# Club Voyage



## mickcope (Aug 9, 2009)

Has anyone used this with Brittany - it says 'up to 30%' discount. I just wondered if people find it of value

cheers
Mick


----------



## thieawin (Jun 7, 2006)

£100 joining fee and £100 membership each year including year 1. ie Year 1 is £200

This year we will have done three trips and saved over £600 on standard fares, the discounts do not apply to special offer fares, plus you get £7.50 breakfast vouchers on overnight routes and 10% off the a la carte restaurants. 6 of us went one trip so the return breakfasts, which are not bad, was worth an additional £90 

We have a place near Barcelona and the saving in fuel and tolls, and if not in the MH, on an overnight somewhere, and the facts we take the dogs and book dog kennels or cabins is worth any extra cost.

Actually the most important thing for us is the saving in driving time and the fact that 24 hours at sea at the start of our holiday and the end is much more relaxing is the biggest seller

We leave here 07.00, normally, get the boat to either Heysham or Liverpool, drive to Portsmouth, get an evening or late afternoon boat from Portsmouth and it is 5 driving hours from Bilbao and 6 from Santander, so total journey time, including 27 to 28 hours at sea is about 40 including 9 hours driving. 

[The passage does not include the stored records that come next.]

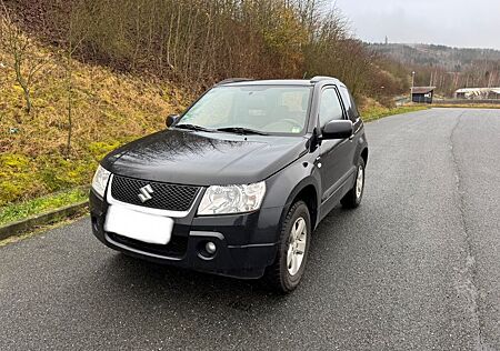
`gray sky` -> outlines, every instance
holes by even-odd
[[[500,49],[500,0],[332,0],[362,40]]]

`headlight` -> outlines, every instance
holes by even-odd
[[[96,190],[101,198],[104,198],[106,185],[108,185],[109,177],[111,172],[107,171],[103,167],[99,164],[96,174],[93,174],[92,179],[92,188]]]
[[[198,214],[228,214],[256,211],[266,193],[266,183],[249,185],[212,185],[204,192]]]

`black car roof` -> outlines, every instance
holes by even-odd
[[[343,86],[341,81],[332,77],[314,77],[308,79],[272,79],[272,80],[251,80],[246,78],[227,79],[219,82],[217,86],[224,87],[240,87],[240,86],[296,86],[296,87],[312,87],[319,82],[331,82],[338,86]]]

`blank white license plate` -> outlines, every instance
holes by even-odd
[[[167,244],[172,234],[173,220],[111,204],[106,215],[104,230],[143,242]]]

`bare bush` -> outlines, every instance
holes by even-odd
[[[3,1],[0,1],[0,46],[9,56],[16,81],[23,91],[27,113],[31,112],[31,90],[37,74],[48,63],[48,54],[37,50],[33,41],[14,23]]]

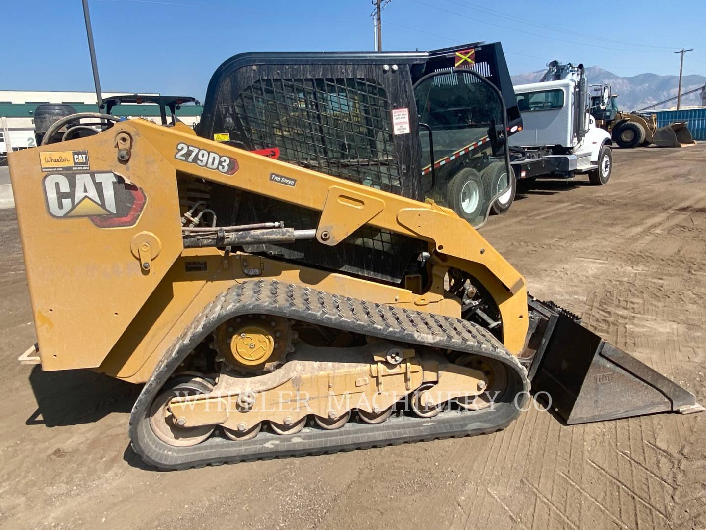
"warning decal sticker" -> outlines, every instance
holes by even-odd
[[[409,134],[409,109],[393,109],[393,131],[395,134]]]

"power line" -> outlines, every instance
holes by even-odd
[[[555,40],[555,41],[557,41],[557,42],[564,42],[566,44],[574,45],[575,46],[584,46],[584,47],[592,47],[592,48],[601,48],[601,49],[611,49],[611,50],[614,49],[614,48],[612,48],[612,47],[611,47],[609,46],[601,46],[600,45],[591,45],[591,44],[585,44],[583,42],[575,42],[571,41],[571,40],[566,40],[564,39],[559,39],[559,38],[557,38],[556,37],[549,37],[547,35],[540,35],[539,33],[533,33],[531,31],[525,31],[524,30],[520,30],[520,29],[517,29],[516,28],[512,28],[512,27],[510,27],[510,26],[503,25],[502,24],[496,24],[494,22],[488,22],[487,20],[481,20],[479,18],[474,18],[473,17],[468,16],[467,15],[464,15],[462,13],[457,13],[455,11],[450,11],[448,9],[444,9],[443,8],[441,8],[441,7],[438,7],[436,6],[432,6],[431,4],[425,4],[424,2],[419,1],[419,0],[412,0],[412,1],[414,2],[415,4],[419,4],[422,5],[422,6],[426,6],[426,7],[431,7],[431,8],[433,8],[434,9],[437,9],[437,10],[438,10],[440,11],[444,11],[445,13],[450,13],[451,15],[453,15],[455,16],[457,16],[457,17],[461,17],[462,18],[467,18],[468,20],[473,20],[474,22],[479,22],[481,24],[487,24],[489,25],[496,26],[496,28],[501,28],[503,30],[509,30],[510,31],[514,31],[514,32],[517,33],[525,33],[525,35],[532,35],[533,37],[538,37],[540,39],[548,39],[549,40]],[[648,52],[648,51],[644,50],[644,49],[625,50],[625,51],[633,52],[635,52],[635,53],[655,53],[654,52]]]
[[[693,52],[693,48],[689,48],[688,49],[684,49],[682,48],[678,52],[675,52],[676,54],[681,54],[681,61],[679,62],[679,88],[676,90],[676,110],[678,110],[679,107],[681,107],[681,73],[684,70],[684,54],[687,52]]]
[[[490,9],[490,8],[489,8],[487,7],[484,6],[480,6],[480,5],[477,4],[473,4],[472,2],[462,1],[462,1],[453,1],[453,0],[444,0],[444,1],[446,1],[446,2],[449,3],[449,4],[455,4],[457,6],[472,6],[474,8],[477,9],[479,11],[484,11],[486,13],[488,13],[489,15],[491,15],[492,16],[496,16],[496,17],[498,17],[500,18],[505,18],[506,20],[513,20],[515,22],[519,22],[519,23],[521,23],[522,24],[527,24],[528,25],[533,25],[533,26],[535,26],[537,28],[541,28],[542,29],[549,30],[550,31],[554,31],[554,32],[556,32],[558,33],[563,33],[563,34],[569,35],[575,35],[577,37],[585,37],[585,38],[589,38],[589,39],[593,39],[593,40],[594,40],[596,38],[596,35],[591,35],[591,34],[589,34],[589,33],[579,33],[579,32],[577,32],[577,31],[574,31],[574,30],[569,31],[569,30],[562,30],[561,28],[556,28],[556,26],[550,25],[549,24],[543,24],[543,23],[539,23],[539,22],[536,22],[536,21],[534,21],[534,20],[527,20],[527,18],[517,17],[517,16],[513,16],[511,15],[508,15],[508,14],[505,14],[504,13],[501,13],[501,11],[495,11],[493,9]],[[616,39],[611,39],[611,38],[609,38],[609,37],[601,37],[601,40],[604,40],[604,41],[608,41],[608,42],[615,42],[616,44],[627,45],[628,46],[633,46],[633,47],[636,47],[654,48],[654,49],[663,49],[663,50],[671,50],[671,49],[672,49],[671,47],[666,47],[666,46],[655,46],[654,45],[645,45],[645,44],[640,44],[640,43],[637,43],[637,42],[626,42],[626,41],[618,40]]]

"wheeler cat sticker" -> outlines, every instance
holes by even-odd
[[[201,167],[217,170],[223,175],[233,175],[238,170],[238,161],[229,156],[222,156],[217,153],[189,146],[184,142],[176,144],[174,158],[182,162],[196,164]]]
[[[45,151],[40,153],[42,171],[80,171],[90,169],[88,151]]]
[[[134,225],[147,202],[142,189],[112,171],[52,173],[42,184],[49,215],[88,218],[100,228]]]

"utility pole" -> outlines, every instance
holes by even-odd
[[[93,47],[93,30],[90,27],[90,14],[88,13],[88,0],[83,1],[83,18],[86,23],[86,36],[88,37],[88,52],[90,54],[90,65],[93,69],[93,83],[95,85],[95,98],[98,102],[98,112],[103,105],[103,96],[100,91],[100,80],[98,79],[98,64],[95,61],[95,48]]]
[[[381,16],[381,12],[382,9],[381,8],[381,4],[382,4],[382,0],[376,0],[376,10],[377,13],[376,15],[375,19],[375,27],[377,29],[377,37],[378,37],[378,52],[383,51],[383,24],[382,24],[382,16]]]
[[[373,19],[373,28],[375,28],[376,52],[383,51],[383,17],[381,13],[391,1],[392,0],[371,0],[370,2],[375,8],[370,13],[370,17]]]
[[[691,52],[693,48],[689,48],[688,49],[684,49],[682,48],[678,52],[675,52],[676,54],[681,54],[681,62],[679,63],[679,88],[676,90],[676,110],[678,110],[679,107],[681,107],[681,72],[684,69],[684,54],[687,52]]]

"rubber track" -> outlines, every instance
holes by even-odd
[[[239,314],[265,314],[318,324],[409,344],[474,353],[508,368],[508,385],[494,407],[449,411],[433,419],[400,416],[377,425],[349,422],[340,429],[306,428],[297,435],[261,432],[247,441],[213,436],[191,447],[160,440],[149,427],[150,404],[184,359],[216,326]],[[162,469],[337,452],[408,442],[484,434],[506,427],[520,413],[529,382],[526,370],[487,330],[465,320],[366,302],[277,281],[252,280],[232,286],[209,304],[157,364],[133,407],[132,447],[148,464]],[[517,393],[522,399],[515,404]],[[520,406],[519,407],[517,406]]]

Going via Dover and Calais it is about the same total but with 20+ hours driving and an overnight stop and only 4 to 6 hours at sea/under the channel


----------



## MrsW (Feb 8, 2009)

We live in France and use the Club Voyage fortrips by car back to the UK and we give our code (as is allowed) to guests who rent our gite. We get the 10% off sailings and off cabin costs (and get free day cabins on some sailings) and the money off breakfasts and the restaurants but our guests also get a reduction off their fares although not the other extras and we get a kickback off their sailings each year which goes towards the cost of the membership. Well worth doing (and if you need a code to get a reduction please feel free to pm me).


----------